Pai e filho apresentaram versões diferentes, em tribunal, sobre crimes de burlas superiores a 150 mil euros: o pai negou esta quarta-feira, em tribunal, ter recorrido à identidade do filho e forjado os seus documentos para cometer os crimes, incriminando o filho, ao dizer que foi ele que assinou os documentos dos contratos. Este, por seu lado, negou liminarmente.

Ao coletivo de juízes, durante a primeira sessão do julgamento que começou hoje no Tribunal Central de Lisboa, no Campus da Justiça, o filho afirmou que nunca celebrou tais contratos, desconhecendo que tinha em seu nome vários carros, seguros de automóveis, créditos pessoais ou cartões de crédito.
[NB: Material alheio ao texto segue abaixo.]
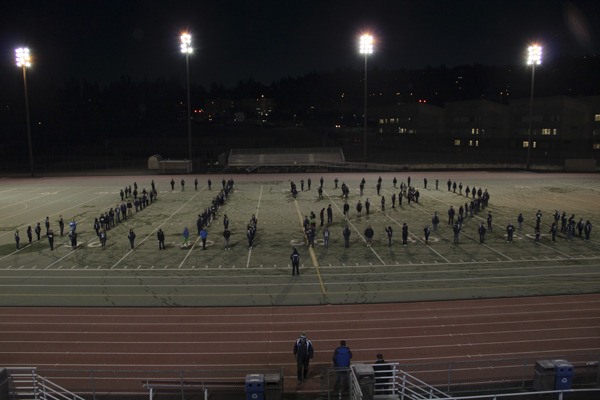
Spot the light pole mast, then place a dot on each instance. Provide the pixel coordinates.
(186, 48)
(23, 59)
(534, 57)
(366, 48)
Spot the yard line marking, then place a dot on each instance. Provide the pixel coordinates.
(348, 222)
(155, 230)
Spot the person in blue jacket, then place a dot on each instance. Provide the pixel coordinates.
(341, 361)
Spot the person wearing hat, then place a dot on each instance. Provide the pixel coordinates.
(303, 351)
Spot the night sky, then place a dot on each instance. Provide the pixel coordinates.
(99, 41)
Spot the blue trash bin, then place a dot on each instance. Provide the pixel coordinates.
(255, 387)
(564, 375)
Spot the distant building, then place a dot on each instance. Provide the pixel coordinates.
(476, 124)
(482, 130)
(558, 127)
(593, 122)
(415, 122)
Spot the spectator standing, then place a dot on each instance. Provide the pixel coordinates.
(304, 352)
(341, 362)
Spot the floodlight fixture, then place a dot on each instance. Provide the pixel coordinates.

Segundo o despacho de acusação do Ministério Público, que é citado pela Lusa, o arguido terá executado, entre 2005 e 2008, um plano que passou pela utilização ilícita de cópias do bilhete de identidade e do cartão de contribuinte do filho, para abrir contas bancárias, solicitar e usar cartões de crédito, celebrar contratos de crédito para empréstimos pessoais ou aquisição de veículos, contratar seguros e registar veículos e vender esses veículos.

«Nenhum desses contratos foi por mim celebrado. Nunca soube que os veículos e os seguros estavam em meu nome. Nunca pedi nenhum cartão de crédito nem empréstimos pessoais», respondeu o jovem, atualmente com 28 anos, ao coletivo de juízes. O ofendido, que é também assistente no processo, salientou que as assinaturas que constam nos documentos como sendo suas, não são.

O pai do jovem, investigador de sinistros e hoje com 63 anos, assumiu que os contratos foram celebrados em nome do filho, mas frisou que «todos os papéis foram assinados» pelo próprio que, segundo o arguido, também o acompanhou aos bancos para abrir as contas bancárias.

O também assistente no processo referiu que tem, atualmente, um sexto do ordenado penhorado pelas Finanças devido a todas estas situações.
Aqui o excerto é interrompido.